Technologie de transmission optique en espace libre (Débit gigabit sur une distance de 10 km)
     
Marché cible : Opérateurs téléphoniques 3G
     
Classement projet au niveau européen : dans les 15 premiers sur 186 projets
     
Fortune 43G vise à développer de nouvelles techniques de communication haut débit par laser pour les télécoms.

Shaktiware propose une technologie de transmission en espace libre (Free Space Optique, ou FSO) permettant une communication haut débit (Gbits) sur une distance typique de 10 km. Cette extension de la FSO sur de longues distances permet de diffuser cette technologie dans les réseaux sans fil, et de déployer la Boucle Locale Alternative (BLA) ainsi que des infrastructures de téléphonie mobile.

Grâce au laser, la communication bénéficie d'un plus haut débit et d'une sécurité accrue par rapport aux connexions wifi « traditionnelles ». Les infrastructures sont aussi plus légères, puisque la transmission se fait par la voie des airs.

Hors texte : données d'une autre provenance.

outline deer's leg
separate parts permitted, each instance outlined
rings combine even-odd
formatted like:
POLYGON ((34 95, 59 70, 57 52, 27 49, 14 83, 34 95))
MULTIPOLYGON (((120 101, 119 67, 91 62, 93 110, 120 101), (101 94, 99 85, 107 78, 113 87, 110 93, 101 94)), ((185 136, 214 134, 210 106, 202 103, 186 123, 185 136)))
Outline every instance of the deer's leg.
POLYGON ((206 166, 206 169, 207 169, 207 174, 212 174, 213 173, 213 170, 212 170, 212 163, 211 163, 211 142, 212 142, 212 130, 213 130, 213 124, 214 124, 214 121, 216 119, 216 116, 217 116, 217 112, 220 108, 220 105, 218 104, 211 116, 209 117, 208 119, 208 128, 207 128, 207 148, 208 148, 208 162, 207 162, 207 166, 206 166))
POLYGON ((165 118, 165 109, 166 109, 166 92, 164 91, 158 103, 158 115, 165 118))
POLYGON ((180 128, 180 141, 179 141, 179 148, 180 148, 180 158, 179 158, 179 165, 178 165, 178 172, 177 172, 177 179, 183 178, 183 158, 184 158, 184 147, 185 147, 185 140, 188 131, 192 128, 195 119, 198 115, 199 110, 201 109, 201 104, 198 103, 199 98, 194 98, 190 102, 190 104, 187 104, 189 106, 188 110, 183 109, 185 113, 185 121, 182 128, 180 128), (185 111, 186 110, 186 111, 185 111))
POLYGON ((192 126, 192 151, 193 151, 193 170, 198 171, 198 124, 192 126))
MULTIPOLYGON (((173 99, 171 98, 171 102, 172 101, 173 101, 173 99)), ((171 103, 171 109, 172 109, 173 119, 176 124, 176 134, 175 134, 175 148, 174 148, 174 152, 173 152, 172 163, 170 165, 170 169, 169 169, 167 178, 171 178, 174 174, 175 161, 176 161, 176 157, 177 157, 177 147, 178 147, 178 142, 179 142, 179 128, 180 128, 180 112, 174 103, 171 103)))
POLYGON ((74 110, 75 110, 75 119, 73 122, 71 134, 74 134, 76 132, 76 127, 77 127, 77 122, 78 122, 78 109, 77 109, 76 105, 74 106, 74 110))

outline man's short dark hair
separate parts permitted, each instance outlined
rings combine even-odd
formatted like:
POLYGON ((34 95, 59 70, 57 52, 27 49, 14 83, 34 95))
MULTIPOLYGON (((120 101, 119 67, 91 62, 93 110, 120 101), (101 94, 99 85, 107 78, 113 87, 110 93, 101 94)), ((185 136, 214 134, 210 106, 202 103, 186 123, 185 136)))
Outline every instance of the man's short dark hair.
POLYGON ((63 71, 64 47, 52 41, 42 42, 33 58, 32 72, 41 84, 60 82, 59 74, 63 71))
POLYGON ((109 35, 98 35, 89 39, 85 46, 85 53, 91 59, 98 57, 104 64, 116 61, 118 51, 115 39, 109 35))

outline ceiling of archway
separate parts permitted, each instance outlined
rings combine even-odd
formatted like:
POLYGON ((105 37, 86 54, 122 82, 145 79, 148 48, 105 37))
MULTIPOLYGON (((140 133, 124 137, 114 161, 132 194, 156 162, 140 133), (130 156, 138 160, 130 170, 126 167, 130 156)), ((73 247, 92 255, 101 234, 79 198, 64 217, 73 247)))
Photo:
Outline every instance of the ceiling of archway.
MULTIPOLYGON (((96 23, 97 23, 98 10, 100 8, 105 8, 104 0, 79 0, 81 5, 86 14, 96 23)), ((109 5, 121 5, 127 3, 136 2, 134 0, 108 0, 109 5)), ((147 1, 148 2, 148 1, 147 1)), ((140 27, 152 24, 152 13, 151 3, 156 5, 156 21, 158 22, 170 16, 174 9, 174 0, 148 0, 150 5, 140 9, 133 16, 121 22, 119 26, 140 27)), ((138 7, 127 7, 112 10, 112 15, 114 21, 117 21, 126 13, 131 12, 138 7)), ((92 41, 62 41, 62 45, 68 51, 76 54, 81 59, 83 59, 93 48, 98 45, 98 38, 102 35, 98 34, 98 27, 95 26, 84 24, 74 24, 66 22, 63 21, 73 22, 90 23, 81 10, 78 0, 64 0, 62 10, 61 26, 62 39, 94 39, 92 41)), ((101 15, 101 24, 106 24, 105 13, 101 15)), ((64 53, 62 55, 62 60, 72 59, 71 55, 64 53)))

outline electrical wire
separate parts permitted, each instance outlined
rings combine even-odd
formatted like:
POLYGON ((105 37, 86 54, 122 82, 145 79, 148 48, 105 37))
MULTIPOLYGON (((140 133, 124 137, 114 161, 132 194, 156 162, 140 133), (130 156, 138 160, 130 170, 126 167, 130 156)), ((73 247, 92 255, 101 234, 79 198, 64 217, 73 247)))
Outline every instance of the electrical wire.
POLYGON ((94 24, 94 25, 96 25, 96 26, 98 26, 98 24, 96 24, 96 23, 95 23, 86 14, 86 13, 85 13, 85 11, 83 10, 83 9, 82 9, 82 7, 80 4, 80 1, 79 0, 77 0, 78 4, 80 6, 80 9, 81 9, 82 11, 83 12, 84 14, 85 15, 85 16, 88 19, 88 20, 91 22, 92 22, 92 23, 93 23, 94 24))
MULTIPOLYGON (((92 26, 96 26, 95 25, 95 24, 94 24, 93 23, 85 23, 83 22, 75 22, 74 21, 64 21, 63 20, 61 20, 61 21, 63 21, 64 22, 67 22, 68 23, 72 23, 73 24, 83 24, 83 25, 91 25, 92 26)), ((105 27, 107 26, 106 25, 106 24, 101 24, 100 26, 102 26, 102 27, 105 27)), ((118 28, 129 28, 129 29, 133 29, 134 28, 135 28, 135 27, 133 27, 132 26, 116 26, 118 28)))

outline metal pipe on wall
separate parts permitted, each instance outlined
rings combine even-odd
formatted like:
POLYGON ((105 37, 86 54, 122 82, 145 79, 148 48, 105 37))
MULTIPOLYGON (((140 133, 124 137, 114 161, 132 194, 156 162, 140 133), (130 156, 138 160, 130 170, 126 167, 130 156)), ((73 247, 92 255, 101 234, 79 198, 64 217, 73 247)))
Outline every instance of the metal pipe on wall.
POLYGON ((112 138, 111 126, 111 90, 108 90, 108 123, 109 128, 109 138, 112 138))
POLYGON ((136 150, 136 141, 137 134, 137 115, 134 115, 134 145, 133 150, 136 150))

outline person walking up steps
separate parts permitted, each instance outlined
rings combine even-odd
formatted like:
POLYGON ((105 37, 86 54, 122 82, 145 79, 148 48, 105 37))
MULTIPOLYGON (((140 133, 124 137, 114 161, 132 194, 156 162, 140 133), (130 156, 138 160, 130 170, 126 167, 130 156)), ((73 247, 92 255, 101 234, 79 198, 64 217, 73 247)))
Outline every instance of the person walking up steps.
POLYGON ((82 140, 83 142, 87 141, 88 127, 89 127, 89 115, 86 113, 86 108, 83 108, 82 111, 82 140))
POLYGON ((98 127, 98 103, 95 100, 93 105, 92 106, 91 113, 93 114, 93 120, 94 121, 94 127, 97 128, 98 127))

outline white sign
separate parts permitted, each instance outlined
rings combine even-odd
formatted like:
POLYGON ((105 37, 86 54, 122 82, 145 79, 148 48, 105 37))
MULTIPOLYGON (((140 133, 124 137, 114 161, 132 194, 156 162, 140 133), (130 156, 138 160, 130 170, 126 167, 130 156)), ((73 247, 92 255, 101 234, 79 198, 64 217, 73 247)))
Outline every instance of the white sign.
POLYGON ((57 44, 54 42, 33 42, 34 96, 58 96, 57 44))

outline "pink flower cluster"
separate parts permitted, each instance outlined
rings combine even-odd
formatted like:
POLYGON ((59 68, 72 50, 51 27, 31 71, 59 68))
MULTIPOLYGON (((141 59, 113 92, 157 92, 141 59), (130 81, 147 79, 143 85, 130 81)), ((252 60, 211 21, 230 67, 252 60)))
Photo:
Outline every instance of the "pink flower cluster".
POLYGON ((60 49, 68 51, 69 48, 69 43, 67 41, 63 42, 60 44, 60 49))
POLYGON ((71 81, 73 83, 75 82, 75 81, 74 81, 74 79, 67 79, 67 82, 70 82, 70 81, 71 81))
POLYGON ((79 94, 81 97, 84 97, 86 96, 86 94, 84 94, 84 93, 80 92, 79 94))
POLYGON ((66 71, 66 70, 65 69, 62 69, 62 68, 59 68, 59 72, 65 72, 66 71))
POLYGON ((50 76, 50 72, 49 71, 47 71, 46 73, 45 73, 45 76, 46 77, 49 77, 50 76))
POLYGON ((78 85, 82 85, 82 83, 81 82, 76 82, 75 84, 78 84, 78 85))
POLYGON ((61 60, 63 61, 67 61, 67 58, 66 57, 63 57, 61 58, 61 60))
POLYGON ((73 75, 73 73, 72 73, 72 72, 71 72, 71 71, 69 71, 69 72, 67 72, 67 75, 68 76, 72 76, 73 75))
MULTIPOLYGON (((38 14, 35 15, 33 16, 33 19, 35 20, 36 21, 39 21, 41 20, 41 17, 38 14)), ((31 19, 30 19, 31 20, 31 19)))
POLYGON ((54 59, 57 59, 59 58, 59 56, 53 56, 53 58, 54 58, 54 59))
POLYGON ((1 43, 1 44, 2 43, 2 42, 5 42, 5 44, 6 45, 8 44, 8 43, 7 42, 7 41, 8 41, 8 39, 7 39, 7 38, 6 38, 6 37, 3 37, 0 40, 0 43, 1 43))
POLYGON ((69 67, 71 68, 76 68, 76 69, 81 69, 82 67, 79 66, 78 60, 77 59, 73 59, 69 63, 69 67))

En revanche, les habituels problèmes de perturbations atmosphériques se voient amplifiés par la distance et la direction horizontale des lasers. Il faut donc réajuster la visée à l'aide de miroirs capables de se déformer – les miroirs adaptatifs – pour compenser les effets optiques des turbulences sur les lasers.

Actuellement en phase d’expérimentation de laboratoire et de qualification, Fortune 43G devrait être commercialisé en 2011.